Теперь Гвинейра говорила со своим ребенком, комната которого была уже полностью готова. Рядом с кроватью Гвин стояла колыбель – чудо из голубого и золотисто-желтого шелка, которое под руководством Лукаса соорудила Кири. И даже имя для малыша уже выбрали: Пол Джеральд Теренс Уорден. Пол – в честь отца Джеральда.
– Следующего сына мы можем назвать в честь твоего деда, – великодушно предложил свекор. – Но первым делом мне хотелось бы основать определенную традицию…
Для Гвинейры имя ребенка не имело особого значения. С каждым днем ей становилось все тяжелее носить его в себе, и она не могла дождаться, когда он наконец-то появится на свет. Гвин уличила себя в том, что просчитывает срок, соотнося время рождения ребенка со своими прошлогодними приключениями. «Если он родится сегодня, значит, мы зачали его у озера… – думала она. – А если подождем до следующей недели, то он дитя тумана… маленький воин, зачатый в кругу камней…»
Девушка помнила каждое нежное слово и прикосновение Джеймса, тосковала по нему и порой плакала во сне.
Роды начались утром в один из дней ноября, погода которого соответствовала погожему июньскому дню в далекой Англии. Последние недели почти каждый день шел дождь, но сегодня солнце взошло на ясном небе, в саду распустились розы, а яркие весенние цветы, которые так любила Гвинейра, предстали во всей своей красе.
– Как все это красиво! – промолвила Франсин, накрывая небольшой столик, стоявший перед окном эркера. Они с Гвинейрой как раз собирались завтракать. – Нужно обязательно убедить маму посадить хоть немного цветов, а то на нашей грядке растут одни овощи.
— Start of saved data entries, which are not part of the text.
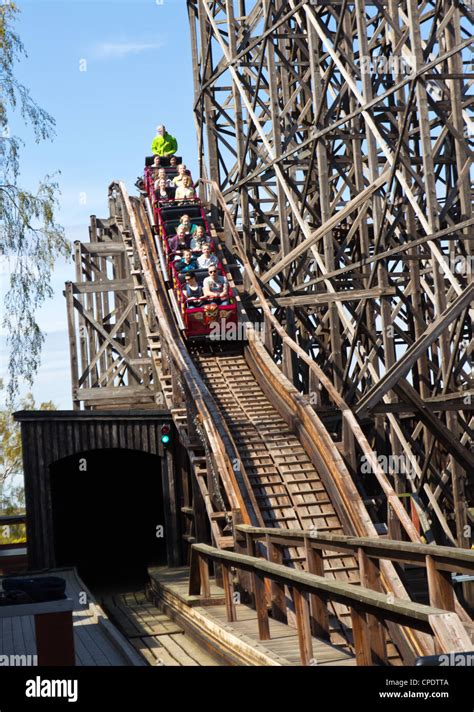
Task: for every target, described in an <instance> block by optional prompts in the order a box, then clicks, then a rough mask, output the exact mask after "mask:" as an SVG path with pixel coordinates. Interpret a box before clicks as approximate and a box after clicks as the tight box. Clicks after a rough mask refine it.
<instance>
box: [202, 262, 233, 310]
mask: <svg viewBox="0 0 474 712" xmlns="http://www.w3.org/2000/svg"><path fill="white" fill-rule="evenodd" d="M208 273H209V277H206V279H205V280H204V283H203V292H204V297H205V298H207V299H208V300H209V303H211V304H212V303H214V304H220V305H221V306H225V305H226V304H228V303H229V300H228V298H229V282H228V281H227V279H226V278H225V277H223V276H222V275H221V274H218V273H217V265H210V266H209V269H208Z"/></svg>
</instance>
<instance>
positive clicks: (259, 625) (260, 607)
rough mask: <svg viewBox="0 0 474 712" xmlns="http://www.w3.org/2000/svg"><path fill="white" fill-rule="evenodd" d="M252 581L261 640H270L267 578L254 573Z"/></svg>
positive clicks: (255, 572)
mask: <svg viewBox="0 0 474 712" xmlns="http://www.w3.org/2000/svg"><path fill="white" fill-rule="evenodd" d="M252 580H253V591H254V596H255V609H256V611H257V622H258V636H259V638H260V640H270V623H269V621H268V608H267V594H266V590H265V578H264V577H263V576H262V575H261V574H259V573H257V572H253V573H252Z"/></svg>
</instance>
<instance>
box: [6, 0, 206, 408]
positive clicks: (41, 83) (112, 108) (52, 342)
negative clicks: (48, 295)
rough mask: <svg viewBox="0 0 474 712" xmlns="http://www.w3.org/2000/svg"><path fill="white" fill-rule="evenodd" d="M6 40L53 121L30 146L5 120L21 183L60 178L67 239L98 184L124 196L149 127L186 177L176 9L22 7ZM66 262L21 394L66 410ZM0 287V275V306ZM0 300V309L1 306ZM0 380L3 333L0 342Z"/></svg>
mask: <svg viewBox="0 0 474 712" xmlns="http://www.w3.org/2000/svg"><path fill="white" fill-rule="evenodd" d="M18 5H19V8H20V10H21V14H20V16H19V20H18V22H17V31H18V32H19V34H20V37H21V39H22V41H23V43H24V45H25V48H26V50H27V52H28V58H27V59H23V60H22V61H21V62H20V63H19V64H18V65H17V69H16V72H15V74H16V76H17V78H18V79H19V80H20V81H21V82H22V83H24V84H25V85H26V86H27V87H28V88H29V89H30V91H31V94H32V96H33V98H34V99H35V100H36V101H37V102H38V103H39V104H40V106H42V107H43V108H44V109H46V110H47V111H48V112H49V113H50V114H51V115H52V116H53V117H54V118H55V120H56V138H55V140H54V141H53V142H52V143H51V142H46V143H42V144H39V145H36V144H35V142H34V140H33V139H32V134H31V132H30V131H29V130H28V129H27V128H25V127H24V125H23V124H21V123H20V122H19V121H17V120H16V118H15V117H14V119H13V121H12V133H14V134H16V135H19V136H20V137H21V138H22V139H23V140H24V141H25V143H26V146H25V147H24V148H23V152H22V156H21V169H22V175H21V181H20V183H21V185H22V186H24V187H27V188H29V189H32V190H33V189H34V188H35V186H36V185H37V183H38V181H39V180H40V179H41V178H42V177H43V176H44V175H46V174H52V173H54V172H55V171H58V170H60V171H61V175H60V176H59V178H58V180H59V184H60V187H61V192H62V195H61V198H60V201H61V211H60V214H59V220H60V222H61V224H62V225H63V226H64V227H65V229H66V234H67V237H68V239H69V240H70V241H71V242H73V241H74V240H78V239H80V240H82V241H87V240H88V232H87V228H88V224H89V215H91V214H96V215H97V216H99V217H107V187H108V185H109V184H110V182H111V181H112V180H114V179H121V180H124V181H125V182H126V184H127V187H128V189H129V192H134V190H135V188H134V186H133V184H134V182H135V180H136V178H137V176H138V175H139V174H140V173H141V172H142V166H143V157H144V156H145V155H148V154H150V145H151V141H152V139H153V136H154V134H155V128H156V126H157V124H158V123H164V124H165V125H166V126H167V128H168V130H169V131H170V133H172V134H173V135H174V136H176V138H177V139H178V144H179V151H178V152H179V154H180V155H183V156H184V157H185V159H186V162H187V164H188V166H189V167H190V168H191V169H192V170H193V174H194V175H195V176H196V175H197V155H196V150H197V148H196V146H197V144H196V139H195V129H194V119H193V114H192V106H193V84H192V66H191V51H190V40H189V28H188V18H187V11H186V2H185V0H163V2H162V3H161V2H156V0H23V2H21V1H20V2H19V3H18ZM73 278H74V264H73V263H72V262H70V263H69V264H66V263H62V262H61V263H58V265H57V268H56V270H55V273H54V277H53V287H54V292H55V296H54V299H52V300H51V301H49V302H48V303H47V304H46V305H45V306H44V307H43V308H42V309H41V311H40V313H39V323H40V326H41V327H42V329H43V330H44V332H45V333H46V343H45V345H44V350H43V357H42V366H41V369H40V372H39V374H38V376H37V379H36V381H35V385H34V388H33V394H34V396H35V398H36V400H37V402H41V401H43V400H50V399H51V400H53V401H54V402H55V403H56V405H57V406H58V407H60V408H65V409H68V408H70V407H71V394H70V376H69V351H68V341H67V331H66V315H65V303H64V298H63V295H62V291H63V288H64V282H65V281H66V280H68V279H73ZM5 285H6V280H5V278H3V279H1V275H0V297H1V296H2V294H3V293H4V290H5ZM2 301H3V300H2ZM0 353H1V354H2V358H1V359H0V375H2V374H4V372H5V336H4V334H1V333H0Z"/></svg>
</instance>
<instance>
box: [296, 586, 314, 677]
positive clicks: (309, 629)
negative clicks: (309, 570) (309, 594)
mask: <svg viewBox="0 0 474 712" xmlns="http://www.w3.org/2000/svg"><path fill="white" fill-rule="evenodd" d="M293 600H294V602H295V614H296V627H297V629H298V641H299V646H300V657H301V664H302V665H311V663H312V662H313V660H314V657H313V641H312V640H311V621H310V616H309V604H308V601H307V600H306V597H305V595H304V593H302V592H301V591H298V589H297V588H294V589H293Z"/></svg>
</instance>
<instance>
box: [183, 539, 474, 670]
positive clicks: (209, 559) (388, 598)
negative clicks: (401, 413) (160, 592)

Ну и рата, конечно.
Гвинейра хотела сказать, что она с первых дней в Новой Зеландии влюбилась в этот куст, усыпанный яркими красными цветками, как вдруг почувствовала резкую боль и поняла, что у нее отходят воды.
Роды Гвинейры были нелегкими. Будучи здоровой и хорошо развитой девушкой, она все же имела свои трудности. Вопреки опасениям леди Силкхэм, постоянная езда Гвинейры на лошади не привела к выкидышу, но слишком укрепила мускулатуру ее таза, затруднив проход ребенка по родовым путям. Конечно же, Франсин неустанно уверяла Гвинейру, что все в порядке и ребенок лежит как надо, но это не могло удержать роженицу от криков и даже проклятий. Благо, что Лукас их не слышал. К счастью, рядом с Гвин хотя бы никто не рыдал – девушка не знала, как бы она выдержала причитания Дороти, если бы та присутствовала при родах. Кири, которая помогала Франсин, оставалась совершенно спокойной.
– Ребенок здоровый. Так сказать Матахоруа. Она никогда не ошибаться.
А вот за дверью спальни Гвинейры разыгрался настоящий ад. Сначала Джеральд просто ждал, затем начал беспокоиться, а вечером готов был наброситься на каждого, кто попадался ему под руку. В конце концов он напился до полубессознательного состояния и последние часы родов проспал в своем кресле в гостиной. Лукас волновался тихо, пил умеренно, как и подобает джентльмену. Тем не менее Уорден-младший тоже устал от длительного ожидания и задремал. Но его сон был неглубоким. Как только из комнат Гвинейры доносился какой-нибудь шум, Лукас поднимал голову и даже во второй половине ночи требовал, чтобы Кири почаще спускалась и сообщала ему, что происходит наверху.
– Мистер Лукас такой заботливый! – сказала служанка Гвин.
А вот Джеймс МакКензи не мог сомкнуть глаз. Он провел весь день в состоянии крайнего беспокойства, а ночью пробрался в сад под окна Гвинейры. Таким образом, помимо девушек, Джеймс был единственным, кто слышал ее крики. Беспомощный, со стиснутыми кулаками и слезами на глазах он терпеливо ждал. Никто не сообщал ему, простому пастуху, все ли в порядке; от каждого крика Гвинейры он холодел, боясь за ее жизнь.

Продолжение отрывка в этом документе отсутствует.